Answer to Problem 32AP

The angle of reflection is same as the angle of incidence and the of angle of refraction for rays coming up to the interface through the glass will increase up to angle of incidence $40°$, after that total internal reflection will occur and there will be no refraction.

The table for angle of reflection and angle of refraction for all angles of incidence at $10.0°$ intervals from $0°$ to $90°$ for rays coming up to the interface through the glass is,

Angle of incidence( $°$) ( $i$)	Angle of reflection( $°$)	Angle of refraction( $°$) $={\sin }^{-1}\left(1.55\times \sin i\right)$
$0$	$0$	$0$
$10$	$10$	$15.6°$
$20$	$20$	$32°$
$30$	$30$	$50.8°$
$40$	$40$	$85°$
$50$	$50$	$\text{No Refraction}$
$60$	$60$	$\text{No Refraction}$
$70$	$70$	$\text{No Refraction}$
$80$	$80$	$\text{No Refraction}$
$90$	$90$	$\text{No Refraction}$

Explanation of Solution

From, the law of reflection, angle of reflection is equal to the angle of incidence. So, for all value of angles between $0°$ to $90°$ the angle of incidence and angle of reflection are equal.
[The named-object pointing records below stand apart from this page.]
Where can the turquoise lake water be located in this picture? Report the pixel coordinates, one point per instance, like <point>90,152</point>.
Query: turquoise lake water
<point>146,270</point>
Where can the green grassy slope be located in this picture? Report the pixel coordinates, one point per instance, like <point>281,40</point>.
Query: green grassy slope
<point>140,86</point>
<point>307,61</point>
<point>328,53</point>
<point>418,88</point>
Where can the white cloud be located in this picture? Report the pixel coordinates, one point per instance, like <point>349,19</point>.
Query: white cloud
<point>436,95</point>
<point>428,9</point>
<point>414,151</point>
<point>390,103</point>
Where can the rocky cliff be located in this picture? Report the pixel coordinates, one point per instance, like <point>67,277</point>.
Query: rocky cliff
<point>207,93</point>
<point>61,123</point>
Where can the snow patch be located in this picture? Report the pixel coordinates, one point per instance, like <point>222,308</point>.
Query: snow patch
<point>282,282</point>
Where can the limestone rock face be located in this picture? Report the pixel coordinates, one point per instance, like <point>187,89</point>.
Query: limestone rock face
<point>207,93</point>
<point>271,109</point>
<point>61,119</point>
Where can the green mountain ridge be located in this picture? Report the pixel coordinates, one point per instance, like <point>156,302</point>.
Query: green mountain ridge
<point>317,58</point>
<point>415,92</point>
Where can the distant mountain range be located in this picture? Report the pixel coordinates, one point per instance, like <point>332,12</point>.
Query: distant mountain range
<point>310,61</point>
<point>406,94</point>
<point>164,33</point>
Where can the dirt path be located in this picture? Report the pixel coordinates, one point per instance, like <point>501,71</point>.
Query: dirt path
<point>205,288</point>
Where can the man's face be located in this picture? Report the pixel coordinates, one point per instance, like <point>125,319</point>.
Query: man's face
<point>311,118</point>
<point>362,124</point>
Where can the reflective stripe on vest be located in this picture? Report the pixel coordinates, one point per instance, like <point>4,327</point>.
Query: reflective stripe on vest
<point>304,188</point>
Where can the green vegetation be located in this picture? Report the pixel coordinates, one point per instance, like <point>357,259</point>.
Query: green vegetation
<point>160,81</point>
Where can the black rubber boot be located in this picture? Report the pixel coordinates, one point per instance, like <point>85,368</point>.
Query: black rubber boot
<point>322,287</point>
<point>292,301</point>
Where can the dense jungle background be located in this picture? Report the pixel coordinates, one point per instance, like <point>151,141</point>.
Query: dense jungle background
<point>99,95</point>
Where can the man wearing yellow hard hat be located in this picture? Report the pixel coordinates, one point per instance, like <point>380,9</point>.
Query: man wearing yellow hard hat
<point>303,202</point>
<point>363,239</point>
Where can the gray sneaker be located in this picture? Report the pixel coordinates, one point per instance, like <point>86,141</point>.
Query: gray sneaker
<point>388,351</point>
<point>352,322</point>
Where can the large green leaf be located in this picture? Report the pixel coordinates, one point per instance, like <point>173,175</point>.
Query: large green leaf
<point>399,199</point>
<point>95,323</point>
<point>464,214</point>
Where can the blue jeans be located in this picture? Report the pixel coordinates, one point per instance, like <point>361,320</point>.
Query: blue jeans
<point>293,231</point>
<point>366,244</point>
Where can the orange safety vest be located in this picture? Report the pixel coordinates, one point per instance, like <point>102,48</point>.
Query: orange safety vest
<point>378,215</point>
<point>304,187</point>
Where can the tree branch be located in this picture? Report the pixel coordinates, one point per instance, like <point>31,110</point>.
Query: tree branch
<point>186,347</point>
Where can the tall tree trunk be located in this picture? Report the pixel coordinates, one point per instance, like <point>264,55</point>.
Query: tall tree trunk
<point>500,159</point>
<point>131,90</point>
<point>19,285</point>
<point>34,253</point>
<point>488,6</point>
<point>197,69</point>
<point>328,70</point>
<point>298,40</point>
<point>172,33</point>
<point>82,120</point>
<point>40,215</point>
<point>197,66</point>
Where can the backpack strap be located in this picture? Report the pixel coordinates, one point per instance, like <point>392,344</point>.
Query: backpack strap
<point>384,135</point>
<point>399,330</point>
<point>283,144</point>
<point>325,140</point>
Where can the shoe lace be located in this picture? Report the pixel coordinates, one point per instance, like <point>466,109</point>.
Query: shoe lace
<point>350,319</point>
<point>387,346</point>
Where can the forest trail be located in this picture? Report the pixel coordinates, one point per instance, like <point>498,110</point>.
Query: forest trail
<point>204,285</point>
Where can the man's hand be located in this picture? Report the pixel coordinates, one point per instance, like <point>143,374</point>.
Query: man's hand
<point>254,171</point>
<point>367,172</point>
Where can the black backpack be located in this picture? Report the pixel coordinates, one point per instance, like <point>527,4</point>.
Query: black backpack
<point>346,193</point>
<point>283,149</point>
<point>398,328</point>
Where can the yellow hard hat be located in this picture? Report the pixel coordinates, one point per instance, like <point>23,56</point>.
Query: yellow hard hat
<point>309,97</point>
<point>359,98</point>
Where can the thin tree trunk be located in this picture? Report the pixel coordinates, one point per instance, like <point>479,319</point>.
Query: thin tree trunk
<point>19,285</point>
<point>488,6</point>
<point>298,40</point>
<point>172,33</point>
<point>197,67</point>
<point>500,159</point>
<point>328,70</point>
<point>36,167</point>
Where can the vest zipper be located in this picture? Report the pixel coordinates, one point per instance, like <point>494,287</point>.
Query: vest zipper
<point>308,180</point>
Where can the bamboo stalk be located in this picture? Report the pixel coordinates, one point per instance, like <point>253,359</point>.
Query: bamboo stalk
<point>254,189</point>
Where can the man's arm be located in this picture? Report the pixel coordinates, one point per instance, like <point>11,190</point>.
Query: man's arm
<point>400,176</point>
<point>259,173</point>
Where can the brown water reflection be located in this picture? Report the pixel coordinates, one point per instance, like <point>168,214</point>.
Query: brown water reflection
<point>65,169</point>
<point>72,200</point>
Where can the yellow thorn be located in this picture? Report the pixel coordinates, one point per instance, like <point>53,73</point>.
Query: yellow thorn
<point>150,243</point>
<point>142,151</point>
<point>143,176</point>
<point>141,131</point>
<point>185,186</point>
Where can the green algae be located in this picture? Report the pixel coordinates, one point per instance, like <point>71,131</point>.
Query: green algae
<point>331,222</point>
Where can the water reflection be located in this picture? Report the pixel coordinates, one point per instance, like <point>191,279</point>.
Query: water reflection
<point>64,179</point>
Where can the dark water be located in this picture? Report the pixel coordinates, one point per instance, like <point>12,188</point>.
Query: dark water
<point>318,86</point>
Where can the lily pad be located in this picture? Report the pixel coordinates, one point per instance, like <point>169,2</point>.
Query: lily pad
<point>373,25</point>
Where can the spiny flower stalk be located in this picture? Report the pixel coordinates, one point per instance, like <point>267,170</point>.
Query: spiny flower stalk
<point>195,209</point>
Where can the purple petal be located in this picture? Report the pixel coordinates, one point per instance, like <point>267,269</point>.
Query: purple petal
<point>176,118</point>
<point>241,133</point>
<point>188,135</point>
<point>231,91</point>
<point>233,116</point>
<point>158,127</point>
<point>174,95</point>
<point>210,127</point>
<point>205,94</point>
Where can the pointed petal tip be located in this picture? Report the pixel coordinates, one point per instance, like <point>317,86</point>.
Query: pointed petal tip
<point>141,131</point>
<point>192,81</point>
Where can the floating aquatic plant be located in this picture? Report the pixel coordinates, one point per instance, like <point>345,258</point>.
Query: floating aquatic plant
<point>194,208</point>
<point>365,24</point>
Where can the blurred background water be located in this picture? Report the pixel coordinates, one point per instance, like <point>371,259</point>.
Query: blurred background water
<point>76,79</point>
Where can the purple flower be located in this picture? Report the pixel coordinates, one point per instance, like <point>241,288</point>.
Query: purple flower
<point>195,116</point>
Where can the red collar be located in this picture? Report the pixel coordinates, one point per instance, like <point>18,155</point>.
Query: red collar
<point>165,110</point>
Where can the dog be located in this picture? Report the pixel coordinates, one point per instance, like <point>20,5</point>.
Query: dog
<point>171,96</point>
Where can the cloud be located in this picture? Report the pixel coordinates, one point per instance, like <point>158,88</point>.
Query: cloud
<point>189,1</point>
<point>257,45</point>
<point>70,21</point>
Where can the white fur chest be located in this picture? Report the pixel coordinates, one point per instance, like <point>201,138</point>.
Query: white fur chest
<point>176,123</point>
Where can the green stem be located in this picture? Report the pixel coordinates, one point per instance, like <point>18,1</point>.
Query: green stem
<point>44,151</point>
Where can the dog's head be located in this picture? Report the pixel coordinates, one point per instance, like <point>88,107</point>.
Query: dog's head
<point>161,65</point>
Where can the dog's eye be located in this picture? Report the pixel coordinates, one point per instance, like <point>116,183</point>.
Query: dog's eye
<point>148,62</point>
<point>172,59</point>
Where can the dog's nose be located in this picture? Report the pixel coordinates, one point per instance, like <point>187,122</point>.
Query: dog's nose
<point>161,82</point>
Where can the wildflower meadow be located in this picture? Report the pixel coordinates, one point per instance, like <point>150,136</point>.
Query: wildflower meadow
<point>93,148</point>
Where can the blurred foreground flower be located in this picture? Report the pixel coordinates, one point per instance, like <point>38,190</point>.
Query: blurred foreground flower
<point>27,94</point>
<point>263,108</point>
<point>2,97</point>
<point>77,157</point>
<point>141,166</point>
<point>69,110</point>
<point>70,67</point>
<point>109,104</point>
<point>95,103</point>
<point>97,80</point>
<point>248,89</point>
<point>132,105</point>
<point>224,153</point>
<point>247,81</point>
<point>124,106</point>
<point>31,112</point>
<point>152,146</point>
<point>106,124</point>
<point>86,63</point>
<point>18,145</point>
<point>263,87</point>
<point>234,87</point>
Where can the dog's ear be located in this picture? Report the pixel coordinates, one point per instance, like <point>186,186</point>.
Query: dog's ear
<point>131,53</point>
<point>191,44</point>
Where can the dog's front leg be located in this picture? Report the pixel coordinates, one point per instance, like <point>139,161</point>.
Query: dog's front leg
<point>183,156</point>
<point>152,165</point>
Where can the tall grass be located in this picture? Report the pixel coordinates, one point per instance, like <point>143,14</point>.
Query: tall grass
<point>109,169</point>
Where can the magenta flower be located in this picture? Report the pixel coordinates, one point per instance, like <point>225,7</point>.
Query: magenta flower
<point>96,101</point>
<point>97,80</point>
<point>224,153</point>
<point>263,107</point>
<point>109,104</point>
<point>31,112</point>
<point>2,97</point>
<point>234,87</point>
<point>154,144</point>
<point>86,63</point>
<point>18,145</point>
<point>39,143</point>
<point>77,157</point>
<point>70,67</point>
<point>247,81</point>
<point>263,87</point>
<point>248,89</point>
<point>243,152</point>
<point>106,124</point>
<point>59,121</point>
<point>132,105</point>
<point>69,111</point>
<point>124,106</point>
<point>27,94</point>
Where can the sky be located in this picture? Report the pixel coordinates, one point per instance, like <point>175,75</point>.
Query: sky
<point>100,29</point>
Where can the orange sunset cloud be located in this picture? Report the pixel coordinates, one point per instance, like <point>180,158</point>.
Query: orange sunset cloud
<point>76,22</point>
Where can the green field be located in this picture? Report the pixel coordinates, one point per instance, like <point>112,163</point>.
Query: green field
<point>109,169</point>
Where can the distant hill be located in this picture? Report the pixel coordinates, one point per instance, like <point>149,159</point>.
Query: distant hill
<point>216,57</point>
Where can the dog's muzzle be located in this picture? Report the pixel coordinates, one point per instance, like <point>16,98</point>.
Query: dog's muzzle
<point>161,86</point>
The formula to calculate the angle of refraction is,

From, Snell’s law,

$n_1\sin {\theta }_1=n_2\sin {\theta }_2$ (4)

Substitute $1.55$ for $n_1$, and $1$ for $n_2$, $10°$ for ${\theta }_1$, in equation (4) to calculate ${\theta }_2$.

$\begin{array}{c}1.55\times \sin 10°=1\times \sin {\theta }_2\\ \sin {\theta }_2=1.55\times 0.1736\\ {\theta }_2={\sin }^{-1}\left(1.55\times 0.1736\right)\\ =15.6°\end{array}$.

Substitute $1.55$ for $n_1$, and $1$ for $n_2$, $20°$ for ${\theta }_1$, in equation (4) to calculate ${\theta }_2$.

$\begin{array}{c}1.55\times \sin 20°=1\times \sin {\theta }_2\\ \sin {\theta }_2=1.55\times 0.342\\ {\theta }_2={\sin }^{-1}\left(1.55\times 0.342\right)\\ =32°\end{array}$.

The remaining values of the angle of refraction can be calculated by the same method.

The formula to calculate the critical angle is,

${\theta }_{\text{c}}={\sin }^{-1}\left(\frac{n_2}{n_1}\right)$ (5)

Here,

${\theta }_{\text{c}}$ is the critical angle.

$n_1$ is the index of refraction of glass.

$n_2$ is the index of refraction of air.

Substitute $1.55$ for $n_1$, and $1$ $n_2$ in equation (5) to calculate ${\theta }_{\text{c}}$.

$\begin{array}{c}{\theta }_{\text{c}}={\sin }^{-1}\left(\frac{1}{1.55}\right)\\ =40.2°\end{array}$

The angle of incidence is greater than $40.2°$ will undergo total internal reflection. Hence, no refraction will occur.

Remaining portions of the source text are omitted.